Une frontière a d’abord un contenu institutionnel par rapport auquel elle se définit. Elle a ensuite un cadre spatial dans lequel elle s’inscrit et sur lequel elle imprime ses effets selon une portée plus ou moins grande.
Comme l’explique Courlet (1988), le terme français de frontière apparaît au début du XIVème siècle comme l’adjectif féminin du substantif ’front’, ’frontier’, ’frontière’.
La frontière est avant tout une discontinuité géopolitique que seule une définition fonctionnelle permet de mieux appréhender. Ainsi, pour Foucher (1991), les frontières sont d’abord l’enveloppe continue d’un ensemble spatial, d’un Etat, qui a atteint suffisamment de cohésion politique interne et d’homogénéité économique pour que les clivages principaux ne traversent plus l’intérieur du territoire et la collectivité humaine, mais aient été reportés par changement d’échelle, en position limite.
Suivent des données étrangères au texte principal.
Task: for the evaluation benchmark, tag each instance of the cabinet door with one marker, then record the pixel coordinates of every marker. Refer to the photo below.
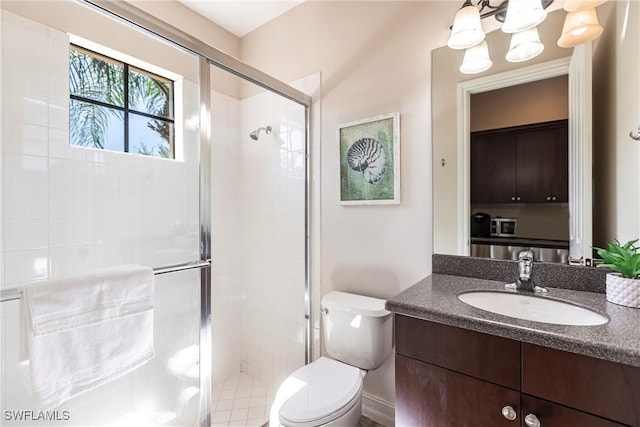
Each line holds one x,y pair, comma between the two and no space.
493,168
542,165
597,386
430,396
553,415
Les frontières sont cependant dans le même temps, un plan de séparation-contact ou mieux, de différenciation des rapports de contiguïté avec d’autres systèmes politiques, qui ne sont pas forcément de même nature ni du même degré d’élaboration. Ce sont alors des structures spatiales élémentaires, de forme linéaire, à fonction de discontinuité géopolitique et de marquage, de repère ; la discontinuité jouant entre des souverainetés, des histoires, des sociétés, des économies, des Etats, souvent aussi - mais pas toujours - des langues et des nations.
Selon les modalités de son tracé, une frontière peut être qualifiée de ’conventionnelle’ ou au contraire d’’arbitraire’. Arbitraire, lorsque les délimitations sont décidées de manière exogène, sans consulter les populations - sans même parfois le souci de l’unité d’un peuple -, ni les Etats. C’est assurément ce qui s’est passé lors du partage des territoires africains entre la France et la Grande Bretagne au début du siècle. Mais il est aussi vrai que ‘’les peuples des frontières ont rarement été consulté même en Europe où moins de 2% de la longueur des frontières tracées au XXème siècle sont le fruit d’un plébiscite’’ (Foucher, 1991 : 43).
Outre les modalités de son tracé, la frontière peut être jugée en fonction de la nature du support de son tracé. Elle sera alors selon les cas, qualifiée de ’naturelle’ ou d’’artificielle’. On distingue les supports naturels (les tracés suivent les éléments hydrographiques et/ou orographiques) des supports géométriques (parallèles, méridiens et autres lignes droites ou équidistantes) et enfin des discontinuités de la géographie humaine. La frontière est donc considérée comme plus ou moins naturelle selon qu’elle suit le premier type de support ou respecte les limites ethniques et les anciens tracés, ou qu’elle suit des supports géométriques et/ou ne tient aucun compte des discontinuités de la géographie humaine. Pourtant, pour certains auteurs (comme par exemple Cocquery-Vidrovitch, 1982), la frontière n’a rien de ’naturel’, ni géographique, ni ethnique, ni même nationale. Il faut cependant remarquer que peu de frontières s’appuient exclusivement sur un seul type de support ; elles ne sont pas données une fois pour toutes et expriment souvent un rapport de force.